Rare Rides: There's a 2004 Smart Roadster in Brooklyn but It's Mostly Useless
What has three cylinders, a removable roof, and is technically illegal to own in the United States? Why, it’s the Smart Roadster, of course.
Come have a look at all the illegal plastic you can get for twenty grand.
Let’s have some background before we get to how illegal all of this is. The Smart brand has made three basic models throughout its history, with electric and specialty versions of each. North America received the Fortwo, while other locales received the Forfour and the Roadster you see here.
After the initial success of their initial model, the Fortwo (then called City Coupe), owner Mercedes-Benz sought to increase the model offerings for the brand and decided a sporty coupe was the place to start. (The Mercedes badges are not original to the car.)
Shown first at the Paris Motor Show in 2000, the roadster sat on an extended-length version of the Fortwo’s platform. It shared the same engine as the Fortwo: A turbocharged 3-cylinder residing at the rear and producing 80 horsepower.
The Roadster received initial critical acclaim and sales success, and even won Top Gear’s Fun Car of the Year award in 2005.
Plastic construction and a diminutive size kept the weight down (1,742 pounds) and made the Roadster tossable driving fun. Unfortunately that plastic construction wasn’t very good at keeping out things like water.
Warranty claims skyrocketed due to the water leakage, and would often end in repairs costing thousands of dollars. This damaged both the Roadster’s reputation and the willingness of Smart to continue manufacturing the vehicle. By 2006, Smart was ready to call it quits on the Roadster. After four years of production, a little over 43,000 rolled off the line.
This Roadster for sale in Brooklyn is a 2004 model, and features the solid removable roof panel and optional paddle shifters on the wheel. Imported into California in 2009, it has about 5,000 miles and a clear Florida title. Additionally, the seller exclaims via all caps that it’s all stock and original, but also has a Sawyer tuning chip to bump the horsepower to 100. Along with that clear Florida title, the seller warns that the Roadster is “For off-road [sic] use only, but do what you want.” It’s not a vehicle you can legally title in America, and won’t be eligible for the 25-year rule for a long time. Someone has played some importation games here.
$20,000 is a lot of money for a Mercedes-Benz go-kart, but maybe it’s worth holding onto until… 2029.
If you need a laugh, you can read more in the hilariously biased, poorly written, and unprofessional Wikipedia article for the Roadster.
[Images via seller]
Chuck Goolsbee on Jan 01, 2018
Back when these were new, I traveled to the UK a lot, and I honestly thought they were pretty awesome... in a minimalist sort of way. Would be fun to own, and out just west of the middle of nowhere where I live, I could drive it all the time and never see a cop.
CrystalEyes on Feb 18, 2018
Couldn't agree more about the Fortwo transmission.
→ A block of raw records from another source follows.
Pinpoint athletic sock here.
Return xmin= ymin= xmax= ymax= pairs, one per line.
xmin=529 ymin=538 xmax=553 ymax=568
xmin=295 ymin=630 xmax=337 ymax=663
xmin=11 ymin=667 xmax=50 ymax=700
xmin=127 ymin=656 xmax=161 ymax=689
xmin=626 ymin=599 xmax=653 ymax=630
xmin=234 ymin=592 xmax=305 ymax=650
Overall the car felt pretty crude. The one I drove was a sort-of-convertible, and I've always loved little convertibles like the MG Midget or Bugeye Sprite. Not so much the Fortwo. The interior was not too dissimilar in terms of materials and quality from what you might find in a later MGB or Porsche 914; possibly more durable but not seeming any more upscale. The engine was unusual (a tiny diesel) but worked well enough. No joy there but not entirely terrible either. Steering was fairly imprecise and handling was terrible. I still would have enjoyed driving it if it weren't for the transmission. Easily the worst of any automatic or standard on any car, truck or motorcycle I have ever driven. If you shifted it manually you could churn your way around town without drama, but let it shift itself and you would never be quite sure when it would decide to change gears, except that it wouldn't be the right time, and when it did you had to feather the throttle just right to avoid a lurch that would definitely put some of your morning coffee in your lap, even when you knew it was coming. There was nothing you could do about the shift itself, but controlling it manually meant you could do it at appropriate times and it was easier to finesse the throttle. About 100km over a couple of days and I was done with this otherwise interesting car forever. The streets are lousy with them where I live (Victoria, BC), but there are surprisingly few on the used market at any one time. People must be hanging on to them but why I can't imagine. I understand you can get a proper manual transmission in them now, but it would have to actually produce gasoline while it drove before I'd consider getting one.